Weekly acupuncture appears to improve dyspnea on exertion and several other outcomes in patients with COPD, according to Masao Suzuki, LAc, PhD, from the Meiji University of Integrative Medicine, Japan, and colleagues.
“Acupuncture is well-known to reduce muscle soreness or stiffness and is widely applied for musculoskeletal symptoms,” Suzuki told Pulmonary Reviews. “We applied acupuncture on the fatigued respiratory muscles of [COPD] patients, which resulted in improvement in their dyspnea.”

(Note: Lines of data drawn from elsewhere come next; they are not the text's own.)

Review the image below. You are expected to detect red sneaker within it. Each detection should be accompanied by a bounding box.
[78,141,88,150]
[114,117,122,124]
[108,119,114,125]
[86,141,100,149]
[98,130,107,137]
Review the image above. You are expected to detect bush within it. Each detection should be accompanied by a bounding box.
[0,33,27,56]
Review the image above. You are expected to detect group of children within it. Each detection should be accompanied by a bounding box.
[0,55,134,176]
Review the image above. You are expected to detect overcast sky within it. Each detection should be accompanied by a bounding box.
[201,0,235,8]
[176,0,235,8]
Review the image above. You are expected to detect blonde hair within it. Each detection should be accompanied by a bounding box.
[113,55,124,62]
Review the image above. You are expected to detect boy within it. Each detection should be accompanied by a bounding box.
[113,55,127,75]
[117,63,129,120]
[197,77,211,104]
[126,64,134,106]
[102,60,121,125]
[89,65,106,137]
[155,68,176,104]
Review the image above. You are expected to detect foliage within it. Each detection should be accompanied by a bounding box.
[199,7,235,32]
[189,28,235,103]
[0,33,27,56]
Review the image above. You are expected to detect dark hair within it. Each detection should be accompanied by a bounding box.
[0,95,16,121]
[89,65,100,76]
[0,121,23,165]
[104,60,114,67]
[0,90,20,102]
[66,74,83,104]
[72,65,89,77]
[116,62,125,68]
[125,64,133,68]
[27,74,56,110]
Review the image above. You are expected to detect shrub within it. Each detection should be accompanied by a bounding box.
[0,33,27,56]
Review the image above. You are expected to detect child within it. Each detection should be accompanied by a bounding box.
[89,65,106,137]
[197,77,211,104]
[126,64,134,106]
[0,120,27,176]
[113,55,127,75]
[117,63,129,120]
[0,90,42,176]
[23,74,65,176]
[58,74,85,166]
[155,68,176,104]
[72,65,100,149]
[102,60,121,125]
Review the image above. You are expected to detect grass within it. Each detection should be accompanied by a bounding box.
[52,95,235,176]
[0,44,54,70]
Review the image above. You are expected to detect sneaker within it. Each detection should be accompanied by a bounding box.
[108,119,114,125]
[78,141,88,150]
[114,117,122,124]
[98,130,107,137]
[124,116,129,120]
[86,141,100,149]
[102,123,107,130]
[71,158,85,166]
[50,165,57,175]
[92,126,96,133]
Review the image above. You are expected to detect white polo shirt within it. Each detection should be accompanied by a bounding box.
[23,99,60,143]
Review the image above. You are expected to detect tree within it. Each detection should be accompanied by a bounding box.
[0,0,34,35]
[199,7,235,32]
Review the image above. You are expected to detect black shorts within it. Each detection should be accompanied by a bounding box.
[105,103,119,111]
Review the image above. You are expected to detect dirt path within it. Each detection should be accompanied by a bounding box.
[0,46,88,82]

Their study, published in the June 11 Archives of internal Medicine, included 68 patients with the disease from four hospitals in the Kansai region of Japan. Half of the patients were randomized to a real acupuncture group (RAG) and the other half to a placebo acupuncture group (PAG). During the patients’ weekly treatments, 11 real or placebo needles were delivered to points in the neck, upper torso, abdomen, wrists, back, legs, and ankles. The real needles were inserted 5 to 25 mm and rotated for three to four minutes; the placebo needles had blunt tips that appeared to penetrate the skin but actually telescoped back into place.
Compared with patients in the PAG, patients in the RAG showed greater improvements from baseline to 12 weeks in dyspnea following the six-minute walk test (6MWT)—the study’ primary outcome. On a modified 10-point Borg scale, with higher scores indicating worse dyspnea, patients in the RAG improved by a mean of -3.6, while patients in the PAG worsened by a mean of 0.4.
Patients in the RAG also showed significantly greater improvements in 6MWT distance, oxygen saturation during 6MWT, quality of life, nutritional status, arterial blood gas, range of motion in the rib cage, and respiratory function. Changes in FEV1 did not reach statistical significance, however.
“Dyspnea is the most important symptom of COPD patients, as it predicts prognosis, and management of dyspnea is of the highest priority in COPD guidelines,” Suzuki noted. “Acupuncture, therefore, may have the potential to improve the prognosis and quality of life of these patients.”